MLPs Are All You Need... For FLOP calculations
OK, clearly this section heading is misleading. But let me explain! So, transformer blocks are essentially made up of an attention part and a feedforward part. This feedforward block is further composed of three dense layers as below:
In maths, for a model with \(d_{\text{model}}\) embedded/model dimension and \(d_{\text{hidden}}\) hidden dimension, and an input with batch size \(N\) and sequence length \(T\), this can be written as:
\[X_{\text{out,ff}} = \sigma(X_{\text{in}} W_2 \odot X_{\text{in}} W_1) W_3\]where \(X_{\text{in}} \in \mathbb{R}^{N\times T \times d_{\text{model}}}\), \(W_{1,2} \in \mathbb{R}^{d_{\text{model}} \times d_{\text{hidden}}}\) and \(W_{3} \in \mathbb{R}^{d_{\text{hidden}} \times d_{\text{model}}}\).
Now, lets work out the computational burden this function has for a forward pass!
- There are two operations that require \(2NTd_{\text{model}}d_{\text{hidden}}\) FLOPs and memory \(d_{\text{model}}d_{\text{hidden}}\)
- An element-wise multiplication which is of the order \(NTd_{\text{hidden}}\) and no memory overhead
- A final operation which requires a further \(2NTd_{\text{model}}d_{\text{hidden}}\) and memory \(d_{\text{model}}d_{\text{hidden}}\)
So in total we have \(6NTd_{\text{model}}d_{\text{hidden}}\) FLOPs.
By contrast, for the Attention part, we have the following formulation:
\[A^h = \text{softmax} \left(\frac{X_{\text{in}}W^h_q \cdot {W_k^{h}}^T X_{\text{in}}^T}{\sqrt{d_h}}\right) \\ Y^h = A^h \cdot X_{\text{in}}W^h_v \\ X_{\text{out}} = Y^{h} W_{o}\]where \(d_{\text{h}}\) is the attention head dimension, \(W_{q,k,v}^h \in \mathbb{R}^{d_{\text{model}} \times d_{\text{h}}}\), \(h\) is the attention head index which runs up to the total number of attention heads \(H\) and \(W_{o} \in \mathbb{R}^{H d_h \times d_{\text{model}}}\) .

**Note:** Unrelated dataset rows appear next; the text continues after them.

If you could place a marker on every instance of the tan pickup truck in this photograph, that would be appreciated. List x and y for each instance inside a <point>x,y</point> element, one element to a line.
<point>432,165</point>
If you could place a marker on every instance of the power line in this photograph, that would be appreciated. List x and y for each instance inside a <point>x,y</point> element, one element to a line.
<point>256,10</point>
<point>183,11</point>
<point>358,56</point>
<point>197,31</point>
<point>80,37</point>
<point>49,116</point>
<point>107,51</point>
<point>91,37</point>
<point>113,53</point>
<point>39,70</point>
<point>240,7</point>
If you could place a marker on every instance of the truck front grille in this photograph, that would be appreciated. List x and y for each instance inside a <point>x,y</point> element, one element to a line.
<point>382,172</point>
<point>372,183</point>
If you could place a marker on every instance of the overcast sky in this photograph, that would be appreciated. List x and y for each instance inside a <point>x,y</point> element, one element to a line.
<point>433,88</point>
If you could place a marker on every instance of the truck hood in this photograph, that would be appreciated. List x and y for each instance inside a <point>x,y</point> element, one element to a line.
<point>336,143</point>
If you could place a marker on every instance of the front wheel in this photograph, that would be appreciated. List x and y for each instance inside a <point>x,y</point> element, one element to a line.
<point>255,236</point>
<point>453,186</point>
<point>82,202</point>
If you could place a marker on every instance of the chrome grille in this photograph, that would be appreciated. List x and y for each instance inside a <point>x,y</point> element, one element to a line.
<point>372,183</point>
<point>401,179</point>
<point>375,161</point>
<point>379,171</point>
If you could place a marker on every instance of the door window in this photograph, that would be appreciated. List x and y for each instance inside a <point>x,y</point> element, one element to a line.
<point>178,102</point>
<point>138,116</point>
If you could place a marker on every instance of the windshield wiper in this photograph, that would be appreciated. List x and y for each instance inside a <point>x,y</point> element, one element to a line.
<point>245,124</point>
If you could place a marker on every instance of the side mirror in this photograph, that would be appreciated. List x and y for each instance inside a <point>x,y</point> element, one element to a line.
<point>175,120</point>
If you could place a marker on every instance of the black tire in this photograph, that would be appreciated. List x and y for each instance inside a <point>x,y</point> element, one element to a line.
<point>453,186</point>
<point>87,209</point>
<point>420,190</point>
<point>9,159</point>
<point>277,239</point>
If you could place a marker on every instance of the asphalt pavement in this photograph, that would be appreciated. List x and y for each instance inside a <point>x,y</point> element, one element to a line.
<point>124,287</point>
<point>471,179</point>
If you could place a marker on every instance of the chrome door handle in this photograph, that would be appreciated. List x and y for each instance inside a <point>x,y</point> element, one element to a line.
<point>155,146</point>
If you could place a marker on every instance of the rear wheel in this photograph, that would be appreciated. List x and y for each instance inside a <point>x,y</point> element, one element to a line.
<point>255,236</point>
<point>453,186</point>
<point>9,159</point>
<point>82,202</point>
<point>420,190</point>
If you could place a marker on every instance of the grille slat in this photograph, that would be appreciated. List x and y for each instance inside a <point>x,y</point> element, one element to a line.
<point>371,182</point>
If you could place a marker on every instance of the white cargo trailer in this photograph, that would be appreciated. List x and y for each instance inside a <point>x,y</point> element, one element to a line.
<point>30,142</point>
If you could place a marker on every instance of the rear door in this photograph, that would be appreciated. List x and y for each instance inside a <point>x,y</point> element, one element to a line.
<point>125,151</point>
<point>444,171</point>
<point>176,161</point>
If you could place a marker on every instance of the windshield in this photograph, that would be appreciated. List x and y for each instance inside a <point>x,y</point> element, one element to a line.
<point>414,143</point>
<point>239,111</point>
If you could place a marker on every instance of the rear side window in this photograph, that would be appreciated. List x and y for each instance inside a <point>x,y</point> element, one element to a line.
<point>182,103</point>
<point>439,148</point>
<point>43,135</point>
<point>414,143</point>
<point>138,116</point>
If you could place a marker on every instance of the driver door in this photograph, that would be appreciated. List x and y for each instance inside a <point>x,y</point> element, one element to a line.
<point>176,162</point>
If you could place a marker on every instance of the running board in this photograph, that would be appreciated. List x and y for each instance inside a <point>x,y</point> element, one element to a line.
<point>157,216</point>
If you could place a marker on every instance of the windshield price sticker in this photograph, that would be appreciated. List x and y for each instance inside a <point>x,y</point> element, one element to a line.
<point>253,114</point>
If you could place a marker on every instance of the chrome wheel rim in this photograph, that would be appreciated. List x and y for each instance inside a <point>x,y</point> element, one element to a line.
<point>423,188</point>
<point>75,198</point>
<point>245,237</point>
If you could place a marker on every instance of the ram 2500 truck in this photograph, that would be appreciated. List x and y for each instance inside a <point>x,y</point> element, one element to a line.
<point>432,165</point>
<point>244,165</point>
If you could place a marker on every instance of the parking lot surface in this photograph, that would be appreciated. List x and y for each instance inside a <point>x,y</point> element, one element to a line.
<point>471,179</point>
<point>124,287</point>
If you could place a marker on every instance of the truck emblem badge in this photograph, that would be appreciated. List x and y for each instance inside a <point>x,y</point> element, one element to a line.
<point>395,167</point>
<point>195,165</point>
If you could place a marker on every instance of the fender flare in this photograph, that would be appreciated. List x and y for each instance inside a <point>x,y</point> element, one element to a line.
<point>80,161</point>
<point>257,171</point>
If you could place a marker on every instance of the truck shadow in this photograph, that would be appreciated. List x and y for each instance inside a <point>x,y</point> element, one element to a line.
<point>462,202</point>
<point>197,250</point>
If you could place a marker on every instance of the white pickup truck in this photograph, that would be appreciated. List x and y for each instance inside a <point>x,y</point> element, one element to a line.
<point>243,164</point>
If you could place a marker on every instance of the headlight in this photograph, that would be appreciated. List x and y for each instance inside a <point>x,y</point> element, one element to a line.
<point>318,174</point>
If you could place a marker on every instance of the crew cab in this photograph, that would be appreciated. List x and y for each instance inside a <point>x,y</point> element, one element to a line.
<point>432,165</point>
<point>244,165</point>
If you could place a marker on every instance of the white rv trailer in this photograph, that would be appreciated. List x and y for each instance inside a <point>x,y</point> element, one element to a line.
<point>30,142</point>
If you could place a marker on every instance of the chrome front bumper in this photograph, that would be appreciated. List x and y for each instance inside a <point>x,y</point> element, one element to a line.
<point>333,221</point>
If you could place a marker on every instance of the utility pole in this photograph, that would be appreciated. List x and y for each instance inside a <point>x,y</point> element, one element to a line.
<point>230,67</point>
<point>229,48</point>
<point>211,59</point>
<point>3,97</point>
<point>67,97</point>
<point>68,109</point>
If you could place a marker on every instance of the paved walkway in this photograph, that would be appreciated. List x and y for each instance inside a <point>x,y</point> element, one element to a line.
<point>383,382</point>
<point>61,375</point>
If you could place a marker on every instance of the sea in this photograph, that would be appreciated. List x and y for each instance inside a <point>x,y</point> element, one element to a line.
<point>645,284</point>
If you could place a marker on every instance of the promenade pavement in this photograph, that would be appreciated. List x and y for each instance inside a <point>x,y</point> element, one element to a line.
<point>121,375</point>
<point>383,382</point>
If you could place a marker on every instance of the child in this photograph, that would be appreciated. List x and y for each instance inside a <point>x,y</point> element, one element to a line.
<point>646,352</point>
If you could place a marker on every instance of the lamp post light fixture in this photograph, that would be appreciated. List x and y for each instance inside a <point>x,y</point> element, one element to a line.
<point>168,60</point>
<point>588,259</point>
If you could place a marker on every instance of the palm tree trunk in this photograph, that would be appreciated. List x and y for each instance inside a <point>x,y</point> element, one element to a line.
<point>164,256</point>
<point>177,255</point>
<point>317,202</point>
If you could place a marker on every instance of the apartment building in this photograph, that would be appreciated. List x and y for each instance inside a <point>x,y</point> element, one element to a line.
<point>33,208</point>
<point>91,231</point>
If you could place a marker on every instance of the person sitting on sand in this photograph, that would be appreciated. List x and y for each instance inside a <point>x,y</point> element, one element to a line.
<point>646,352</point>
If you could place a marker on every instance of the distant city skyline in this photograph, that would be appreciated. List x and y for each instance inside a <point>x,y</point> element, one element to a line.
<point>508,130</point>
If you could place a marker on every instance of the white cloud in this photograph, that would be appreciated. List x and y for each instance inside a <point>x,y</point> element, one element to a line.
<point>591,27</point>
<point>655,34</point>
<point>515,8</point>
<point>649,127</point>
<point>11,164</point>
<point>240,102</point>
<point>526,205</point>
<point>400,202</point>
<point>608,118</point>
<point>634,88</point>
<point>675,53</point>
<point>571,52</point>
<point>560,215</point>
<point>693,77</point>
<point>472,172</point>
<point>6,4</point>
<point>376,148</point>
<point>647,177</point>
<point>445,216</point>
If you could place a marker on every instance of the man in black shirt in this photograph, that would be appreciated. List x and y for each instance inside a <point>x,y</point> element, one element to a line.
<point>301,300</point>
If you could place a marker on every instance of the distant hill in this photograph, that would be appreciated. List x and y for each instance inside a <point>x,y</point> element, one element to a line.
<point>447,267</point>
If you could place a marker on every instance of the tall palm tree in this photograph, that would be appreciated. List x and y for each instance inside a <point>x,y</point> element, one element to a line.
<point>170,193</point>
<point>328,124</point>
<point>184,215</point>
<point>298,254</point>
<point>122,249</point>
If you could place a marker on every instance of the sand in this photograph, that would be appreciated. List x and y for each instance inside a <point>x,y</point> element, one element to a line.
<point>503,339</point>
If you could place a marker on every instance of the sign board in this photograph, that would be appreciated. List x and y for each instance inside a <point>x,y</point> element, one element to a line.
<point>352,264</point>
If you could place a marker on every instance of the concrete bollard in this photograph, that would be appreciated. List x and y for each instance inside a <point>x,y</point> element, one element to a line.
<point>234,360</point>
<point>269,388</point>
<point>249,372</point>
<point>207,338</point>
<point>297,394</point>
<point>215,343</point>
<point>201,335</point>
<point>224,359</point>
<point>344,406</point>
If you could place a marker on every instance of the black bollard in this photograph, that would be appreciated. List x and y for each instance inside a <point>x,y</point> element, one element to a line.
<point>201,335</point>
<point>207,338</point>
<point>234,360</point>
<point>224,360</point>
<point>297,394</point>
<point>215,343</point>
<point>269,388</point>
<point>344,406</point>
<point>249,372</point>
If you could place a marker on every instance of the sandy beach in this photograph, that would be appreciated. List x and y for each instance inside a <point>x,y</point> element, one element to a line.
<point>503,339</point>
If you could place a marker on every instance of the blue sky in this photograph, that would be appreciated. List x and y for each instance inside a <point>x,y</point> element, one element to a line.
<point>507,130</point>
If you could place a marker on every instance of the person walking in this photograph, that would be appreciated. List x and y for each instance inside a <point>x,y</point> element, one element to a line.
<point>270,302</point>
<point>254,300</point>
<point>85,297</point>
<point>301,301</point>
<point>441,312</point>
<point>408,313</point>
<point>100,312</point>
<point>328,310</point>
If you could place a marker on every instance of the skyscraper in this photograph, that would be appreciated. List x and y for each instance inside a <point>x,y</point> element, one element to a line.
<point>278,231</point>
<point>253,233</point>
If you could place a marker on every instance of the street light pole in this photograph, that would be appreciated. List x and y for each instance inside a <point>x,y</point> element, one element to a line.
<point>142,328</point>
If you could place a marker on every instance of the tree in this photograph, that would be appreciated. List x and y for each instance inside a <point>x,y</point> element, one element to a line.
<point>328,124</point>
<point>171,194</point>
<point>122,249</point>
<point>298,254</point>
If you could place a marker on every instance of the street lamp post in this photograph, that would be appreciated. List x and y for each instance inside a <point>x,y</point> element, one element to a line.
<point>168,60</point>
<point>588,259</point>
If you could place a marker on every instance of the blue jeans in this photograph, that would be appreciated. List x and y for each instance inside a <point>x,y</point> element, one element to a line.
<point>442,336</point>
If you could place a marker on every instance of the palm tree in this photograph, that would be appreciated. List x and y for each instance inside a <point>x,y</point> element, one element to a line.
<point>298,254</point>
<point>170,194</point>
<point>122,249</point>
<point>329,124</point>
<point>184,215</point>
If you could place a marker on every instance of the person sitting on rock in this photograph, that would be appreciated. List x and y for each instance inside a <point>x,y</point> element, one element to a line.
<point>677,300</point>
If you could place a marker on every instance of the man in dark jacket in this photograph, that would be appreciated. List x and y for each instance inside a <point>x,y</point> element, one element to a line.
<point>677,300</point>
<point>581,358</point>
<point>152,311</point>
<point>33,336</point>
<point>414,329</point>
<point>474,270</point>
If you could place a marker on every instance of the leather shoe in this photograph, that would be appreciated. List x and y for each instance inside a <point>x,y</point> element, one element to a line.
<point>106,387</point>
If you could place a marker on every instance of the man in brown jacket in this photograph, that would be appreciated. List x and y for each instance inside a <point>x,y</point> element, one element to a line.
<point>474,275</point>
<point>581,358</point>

- There are three multiplications in here, each requiring \(2NTd_{\text{model}}d_{\text{h}}H\) and \(Hd_{\text{model}}d_{\text{h}}\) memory.
- There is a dot product in the softmax operation which requires \(2NT^2d_{h}H\) FLOPs (where we have a squared sequence length because we’re creating the lookup table over all tokens in the sequence).
- Similarly, we have another dot product between the attention matrix and the value which involves \(2NT^2d_{h}H\).
- Finally, we have the last matmul operation which multiplies and reduces all the attention head outputs into our final output, which requires \(2NTd_{\text{model}}d_{\text{h}}H\) and \(Hd_{\text{model}}d_{\text{h}}\) memory.
In total, that leaves us with \(8NTd_{\text{model}}d_{\text{h}}H + 4NT^2d_{h}H\) FLOPs, where the first term is from the MLP block and the second is all down to attention.
Just to analyse this a bit more, lets investigate the relative difference between these two terms. Factoring common terms out we get:
\[4NTd_{h}H(2d_{\text{model}} + T) \simeq 8NTd_{\text{model}}d_{\text{h}}H \qquad \text{when} \quad d_{\text{model}} \gg T/2\]where the MLPs dominate the FLOP count whenever \(d_{\text{model}}\) is higher than the context size.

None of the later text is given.